CALCIO: Rimini, fari puntati sul Pontedera. E non solo…

L'ennesima settimana condita da turbolenze quasi irresistibili per il Rimini ha lasciato in dote conseguenze pesantissime per il club biancorosso. La prima: il mancato pagamento degli stipendi, una scadenza non ottemperata dal presidente De Meis che causerà una penalizzazione per la classifica della squadra di Acori, quasi sicuramente di due punti. La seconda: ora più che mai i tempi si sono fatti stretti per addivenire ad un passaggio di consegne, non più con cordate arabe o affini (come sembrava inevitabile a novembre) ma con la Luukap, rimasta unico interlocutore credibile anche se ora più che mai alla finestra, visto che i conti del club di Piazzale del Popolo hanno lasciato interdetti gli emissari italiani della società londinese.

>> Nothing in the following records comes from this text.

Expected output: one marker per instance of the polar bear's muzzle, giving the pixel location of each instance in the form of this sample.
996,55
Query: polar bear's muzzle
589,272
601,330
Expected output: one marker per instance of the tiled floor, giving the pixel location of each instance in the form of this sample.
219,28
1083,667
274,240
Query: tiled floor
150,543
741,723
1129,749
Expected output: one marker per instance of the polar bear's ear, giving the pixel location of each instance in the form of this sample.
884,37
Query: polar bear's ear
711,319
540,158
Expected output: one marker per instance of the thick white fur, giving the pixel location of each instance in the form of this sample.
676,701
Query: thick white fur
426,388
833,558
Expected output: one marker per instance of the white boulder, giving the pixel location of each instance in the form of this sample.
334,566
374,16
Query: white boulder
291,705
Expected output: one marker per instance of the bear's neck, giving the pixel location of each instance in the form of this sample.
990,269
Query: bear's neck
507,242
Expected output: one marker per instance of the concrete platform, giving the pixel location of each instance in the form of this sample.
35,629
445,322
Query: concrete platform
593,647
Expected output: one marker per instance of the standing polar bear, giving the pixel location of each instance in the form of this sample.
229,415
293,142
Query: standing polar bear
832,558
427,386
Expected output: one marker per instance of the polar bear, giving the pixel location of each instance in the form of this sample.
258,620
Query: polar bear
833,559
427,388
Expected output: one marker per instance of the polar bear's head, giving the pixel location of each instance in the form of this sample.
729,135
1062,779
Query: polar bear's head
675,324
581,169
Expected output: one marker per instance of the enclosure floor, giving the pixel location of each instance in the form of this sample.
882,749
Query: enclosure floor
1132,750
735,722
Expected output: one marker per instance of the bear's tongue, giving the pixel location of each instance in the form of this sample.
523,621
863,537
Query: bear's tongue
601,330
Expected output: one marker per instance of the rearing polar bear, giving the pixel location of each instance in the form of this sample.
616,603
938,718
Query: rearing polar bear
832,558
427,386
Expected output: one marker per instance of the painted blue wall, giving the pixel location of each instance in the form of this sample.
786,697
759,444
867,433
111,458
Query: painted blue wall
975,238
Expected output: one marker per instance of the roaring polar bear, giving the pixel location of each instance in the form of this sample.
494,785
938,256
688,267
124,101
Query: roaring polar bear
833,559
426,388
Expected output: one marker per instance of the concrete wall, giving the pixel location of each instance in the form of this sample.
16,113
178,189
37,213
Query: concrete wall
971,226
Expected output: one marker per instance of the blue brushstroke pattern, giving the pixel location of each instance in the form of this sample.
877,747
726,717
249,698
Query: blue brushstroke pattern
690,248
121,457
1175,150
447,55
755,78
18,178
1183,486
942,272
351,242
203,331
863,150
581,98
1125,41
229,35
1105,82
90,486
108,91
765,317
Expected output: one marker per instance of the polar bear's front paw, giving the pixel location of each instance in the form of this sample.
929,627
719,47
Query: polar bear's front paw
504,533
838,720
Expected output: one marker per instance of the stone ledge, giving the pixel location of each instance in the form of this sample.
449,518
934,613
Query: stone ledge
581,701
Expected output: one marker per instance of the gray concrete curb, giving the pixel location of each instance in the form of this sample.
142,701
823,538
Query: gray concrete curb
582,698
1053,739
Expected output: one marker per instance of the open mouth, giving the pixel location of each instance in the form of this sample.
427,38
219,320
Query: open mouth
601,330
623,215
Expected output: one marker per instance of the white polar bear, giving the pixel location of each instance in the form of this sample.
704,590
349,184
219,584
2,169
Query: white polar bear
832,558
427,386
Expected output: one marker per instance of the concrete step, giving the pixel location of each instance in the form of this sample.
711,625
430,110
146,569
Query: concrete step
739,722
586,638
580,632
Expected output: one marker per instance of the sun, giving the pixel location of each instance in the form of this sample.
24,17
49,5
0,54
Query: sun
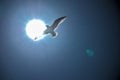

Lunedì potrebbero arrivare i tanti sospirati passi in avanti riguardo a questa trattativa ma, almeno per il momento, il Rimini dovrà concentrarsi solo ed esclusivamente sul calcio giocato e sull'impegno che attende i biancorossi questo pomeriggio al “Romeo Neri” dove questo pomeriggio (ore 15) sbarcherà il Pontedera. Sì, lo stesso Pontedera che all'andata rifilò alla squadra all'epoca ancora allenata da Alessandro Pane una batosta memorabile, uno 0-6 che costò la panchina all'ex mister della Reggiana, poi sostituito da Oscar Brevi. Oggi toccherà a Leo Acori il compito di vendicare quell'onta ma, soprattutto, di incamerare altri tre punti che sarebbero preziosi com l'oro, vista l'attuale mala parata: “Per quanto mi riguarda col Siena abbiamo pareggiato – spiega il tecnico umbro, chiaro riferimento ai due punti che andranno persi la settimana prossima – per cui spero di rivedere un Rimini volitivo e determinato, lo stesso che ha saputo sbloccarsi proprio sette giorni fa”. Le vicende extracalcistiche potrebbero pesare come un macigno, oppure… “Oppure possono compattare tutto l'ambiente attorno alla squadra: l'auspicio è che anche i tifosi si stringano attorno a noi e che diventino il nostro dodicesimo uomo”. Un Acori che sembra orientato a confermare in toto la squadra tornata alla vittoria nell'ultimo turno: spazio dunque al 4-3-3 col tridente d'attacco Albertini-Polidori-Di Molfetta.